No, the pure love of Christ will crush the cup into dust.
You need to fill it, this false and flimsy cup. But what can you drink from this cup made of scorn and division?
You can drink of outrage. 
This, perhaps, is the unifying drink of our time. It is shared by all nations, kindreds, tongues, and people. It is shared by all political parties and welcome at all debates. It is on tap in every news station, available in every app. Conspiring men distribute it for free via algorithm.
It is sweet and oily and coats your throat with the certainty that you are in the right. Outrage delights in the failings and follies of others; it cannot apologize; it has no time to waste on peace. Outrage takes “I don’t support this plan, interpretation, policy, or idea” and torments it into “you who support this plan/interpretation/policy/idea are stupid, or immoral”. Thus all differences of opinion become moral failings, all opposing points of view become threats, and treasured children of Christ become enemies.
Its sweet, sticky liquid seeps from the cup and stains the fingers and blinds the eyes; it curdles in the hair and traps the feet. Outrage cements the soul to the false and flimsy cup.
It tastes sweet, this certainty.
It is delicious, this sense of superiority.
It is poison, this oily blackness that hides how much the Savior loves and pleads for your enemies, His children.
Drink this sweet poison from the shiny soulless cup, and you will be able to blunder into conflict full of self-certainty. Nothing will penetrate the sticky film over your eyes and ears, and you will remain
stiffnecked and sure that you are in the right.
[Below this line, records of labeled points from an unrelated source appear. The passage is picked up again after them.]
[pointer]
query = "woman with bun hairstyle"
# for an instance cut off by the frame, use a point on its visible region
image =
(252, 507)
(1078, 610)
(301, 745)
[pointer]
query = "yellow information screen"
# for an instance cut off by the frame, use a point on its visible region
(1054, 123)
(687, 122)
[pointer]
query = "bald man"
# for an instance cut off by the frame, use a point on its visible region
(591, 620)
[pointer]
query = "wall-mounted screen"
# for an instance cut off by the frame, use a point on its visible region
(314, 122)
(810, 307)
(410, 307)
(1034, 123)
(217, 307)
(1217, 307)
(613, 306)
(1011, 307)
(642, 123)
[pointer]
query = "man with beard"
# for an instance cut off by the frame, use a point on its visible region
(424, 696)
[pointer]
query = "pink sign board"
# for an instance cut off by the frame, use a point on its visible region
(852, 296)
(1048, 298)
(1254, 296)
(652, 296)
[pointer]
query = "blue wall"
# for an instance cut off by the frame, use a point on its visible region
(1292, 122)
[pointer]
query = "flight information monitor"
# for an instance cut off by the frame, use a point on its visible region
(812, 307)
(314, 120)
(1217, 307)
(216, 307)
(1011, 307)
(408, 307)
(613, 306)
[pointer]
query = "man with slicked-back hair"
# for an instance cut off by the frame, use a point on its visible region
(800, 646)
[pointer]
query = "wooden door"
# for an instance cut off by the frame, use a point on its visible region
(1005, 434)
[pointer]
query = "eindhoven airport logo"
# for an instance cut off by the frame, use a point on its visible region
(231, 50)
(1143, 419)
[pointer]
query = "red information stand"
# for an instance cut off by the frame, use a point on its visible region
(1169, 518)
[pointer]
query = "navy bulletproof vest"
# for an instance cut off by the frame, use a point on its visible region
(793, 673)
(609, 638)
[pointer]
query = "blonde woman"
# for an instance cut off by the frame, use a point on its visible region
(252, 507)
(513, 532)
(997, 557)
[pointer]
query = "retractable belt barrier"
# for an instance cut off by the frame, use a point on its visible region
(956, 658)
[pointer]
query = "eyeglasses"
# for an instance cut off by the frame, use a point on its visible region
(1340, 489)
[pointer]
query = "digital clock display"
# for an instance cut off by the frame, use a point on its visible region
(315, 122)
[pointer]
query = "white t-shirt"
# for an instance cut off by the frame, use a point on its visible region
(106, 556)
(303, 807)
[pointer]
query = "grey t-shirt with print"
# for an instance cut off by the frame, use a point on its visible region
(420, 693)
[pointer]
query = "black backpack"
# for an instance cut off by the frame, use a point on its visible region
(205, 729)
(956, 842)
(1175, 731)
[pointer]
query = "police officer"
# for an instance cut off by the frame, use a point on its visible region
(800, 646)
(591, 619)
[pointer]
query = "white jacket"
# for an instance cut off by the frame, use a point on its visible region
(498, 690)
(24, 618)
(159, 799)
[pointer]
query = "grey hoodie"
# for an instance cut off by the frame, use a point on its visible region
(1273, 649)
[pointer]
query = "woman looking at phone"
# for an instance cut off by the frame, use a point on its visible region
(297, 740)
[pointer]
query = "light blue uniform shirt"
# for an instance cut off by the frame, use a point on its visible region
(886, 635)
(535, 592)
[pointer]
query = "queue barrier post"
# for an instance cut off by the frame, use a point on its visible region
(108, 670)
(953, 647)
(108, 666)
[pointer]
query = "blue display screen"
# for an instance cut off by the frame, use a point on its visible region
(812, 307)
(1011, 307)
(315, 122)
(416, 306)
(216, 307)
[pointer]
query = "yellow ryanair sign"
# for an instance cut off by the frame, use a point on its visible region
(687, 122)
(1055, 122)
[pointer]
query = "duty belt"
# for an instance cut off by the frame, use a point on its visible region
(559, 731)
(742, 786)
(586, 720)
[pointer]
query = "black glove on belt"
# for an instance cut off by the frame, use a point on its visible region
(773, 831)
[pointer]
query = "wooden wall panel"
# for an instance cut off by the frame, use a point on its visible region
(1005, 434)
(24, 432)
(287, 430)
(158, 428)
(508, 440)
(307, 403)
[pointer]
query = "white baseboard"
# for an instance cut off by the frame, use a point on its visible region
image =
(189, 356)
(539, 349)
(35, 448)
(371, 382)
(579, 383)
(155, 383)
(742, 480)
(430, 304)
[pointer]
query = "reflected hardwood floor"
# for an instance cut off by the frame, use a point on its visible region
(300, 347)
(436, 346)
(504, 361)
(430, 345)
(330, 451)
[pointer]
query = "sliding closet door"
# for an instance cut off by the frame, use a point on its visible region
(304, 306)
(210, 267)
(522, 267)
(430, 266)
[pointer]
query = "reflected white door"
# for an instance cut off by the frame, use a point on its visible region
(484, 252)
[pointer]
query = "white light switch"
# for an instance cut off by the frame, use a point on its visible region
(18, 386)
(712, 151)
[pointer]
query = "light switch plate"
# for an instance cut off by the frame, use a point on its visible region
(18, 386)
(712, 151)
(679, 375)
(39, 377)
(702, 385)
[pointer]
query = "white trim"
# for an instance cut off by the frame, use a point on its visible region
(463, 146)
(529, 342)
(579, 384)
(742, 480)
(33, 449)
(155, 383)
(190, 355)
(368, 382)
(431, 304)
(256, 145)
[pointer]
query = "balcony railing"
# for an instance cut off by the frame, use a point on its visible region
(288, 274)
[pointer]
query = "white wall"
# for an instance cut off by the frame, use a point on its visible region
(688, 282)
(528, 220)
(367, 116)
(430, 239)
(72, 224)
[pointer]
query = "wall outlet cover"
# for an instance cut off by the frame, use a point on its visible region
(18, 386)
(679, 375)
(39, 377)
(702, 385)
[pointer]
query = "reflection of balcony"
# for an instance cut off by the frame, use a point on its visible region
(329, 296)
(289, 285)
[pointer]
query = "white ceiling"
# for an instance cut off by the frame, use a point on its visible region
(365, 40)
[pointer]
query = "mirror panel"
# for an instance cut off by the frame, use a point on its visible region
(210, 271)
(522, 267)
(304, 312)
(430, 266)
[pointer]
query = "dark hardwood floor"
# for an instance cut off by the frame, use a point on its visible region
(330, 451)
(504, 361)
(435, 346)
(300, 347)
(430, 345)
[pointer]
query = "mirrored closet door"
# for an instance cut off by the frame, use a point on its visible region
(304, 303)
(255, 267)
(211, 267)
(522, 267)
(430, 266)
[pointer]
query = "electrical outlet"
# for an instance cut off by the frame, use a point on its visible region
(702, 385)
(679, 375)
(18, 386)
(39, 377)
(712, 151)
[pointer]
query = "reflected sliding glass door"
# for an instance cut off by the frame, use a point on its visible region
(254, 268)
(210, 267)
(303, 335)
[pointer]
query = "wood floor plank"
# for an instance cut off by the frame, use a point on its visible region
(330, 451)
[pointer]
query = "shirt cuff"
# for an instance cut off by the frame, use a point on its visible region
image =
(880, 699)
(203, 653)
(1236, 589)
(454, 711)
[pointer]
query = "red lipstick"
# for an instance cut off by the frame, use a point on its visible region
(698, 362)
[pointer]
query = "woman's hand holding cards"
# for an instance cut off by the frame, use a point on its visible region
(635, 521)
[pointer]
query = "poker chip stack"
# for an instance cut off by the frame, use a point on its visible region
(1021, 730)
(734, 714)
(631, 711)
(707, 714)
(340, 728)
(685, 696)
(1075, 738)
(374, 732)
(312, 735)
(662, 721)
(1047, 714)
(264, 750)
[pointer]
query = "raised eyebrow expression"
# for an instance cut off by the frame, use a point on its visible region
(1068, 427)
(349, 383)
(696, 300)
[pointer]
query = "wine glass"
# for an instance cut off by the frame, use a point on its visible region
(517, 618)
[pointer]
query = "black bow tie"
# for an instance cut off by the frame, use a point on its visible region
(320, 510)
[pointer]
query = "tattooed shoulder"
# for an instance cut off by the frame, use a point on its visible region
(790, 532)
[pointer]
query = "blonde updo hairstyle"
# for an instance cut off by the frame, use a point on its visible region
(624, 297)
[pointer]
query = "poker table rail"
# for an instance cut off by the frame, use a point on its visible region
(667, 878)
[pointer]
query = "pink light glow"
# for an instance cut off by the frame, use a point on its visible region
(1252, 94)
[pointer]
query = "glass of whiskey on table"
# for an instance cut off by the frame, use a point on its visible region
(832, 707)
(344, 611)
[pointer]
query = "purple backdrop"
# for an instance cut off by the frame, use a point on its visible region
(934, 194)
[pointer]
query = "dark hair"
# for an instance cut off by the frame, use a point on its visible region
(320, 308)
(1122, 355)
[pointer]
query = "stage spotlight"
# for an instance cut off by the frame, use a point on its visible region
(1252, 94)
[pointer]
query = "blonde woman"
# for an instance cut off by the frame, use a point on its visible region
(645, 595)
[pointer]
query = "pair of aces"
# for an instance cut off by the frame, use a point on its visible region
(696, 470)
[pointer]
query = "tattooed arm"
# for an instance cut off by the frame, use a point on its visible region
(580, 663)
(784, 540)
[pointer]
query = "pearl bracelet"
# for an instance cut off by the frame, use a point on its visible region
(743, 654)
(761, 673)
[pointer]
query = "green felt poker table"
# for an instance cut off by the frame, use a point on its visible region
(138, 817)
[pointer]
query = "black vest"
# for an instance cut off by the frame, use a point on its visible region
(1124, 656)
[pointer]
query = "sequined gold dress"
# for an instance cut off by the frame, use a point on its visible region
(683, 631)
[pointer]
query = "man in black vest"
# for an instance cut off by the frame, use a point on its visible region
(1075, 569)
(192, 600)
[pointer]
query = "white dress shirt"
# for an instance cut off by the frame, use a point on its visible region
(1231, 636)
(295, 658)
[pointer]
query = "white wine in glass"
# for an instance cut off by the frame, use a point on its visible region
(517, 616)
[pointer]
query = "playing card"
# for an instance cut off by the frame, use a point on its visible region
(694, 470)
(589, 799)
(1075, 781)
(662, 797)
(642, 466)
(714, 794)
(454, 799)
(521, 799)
Take this cup. See how beautiful it is. Close your eyes and your ears
and drink




















Verl WNovember 23, 2025
Agreed. Outrage and contempt are twin tools of Satan to destroy peace among peace-seeking people.
JillNovember 21, 2025
This is an extremely insightful article and so well written I really appreciate it. I plan on reading it many more times. You have explained the futility in focusing on others wrongs if we want to have compassion, humility and become more like the Savior, and you've done it in a way that really gets at the core of the problem. I'm not a good writer so this comment is not doing justice to your content so let me just conclude with another Thank You!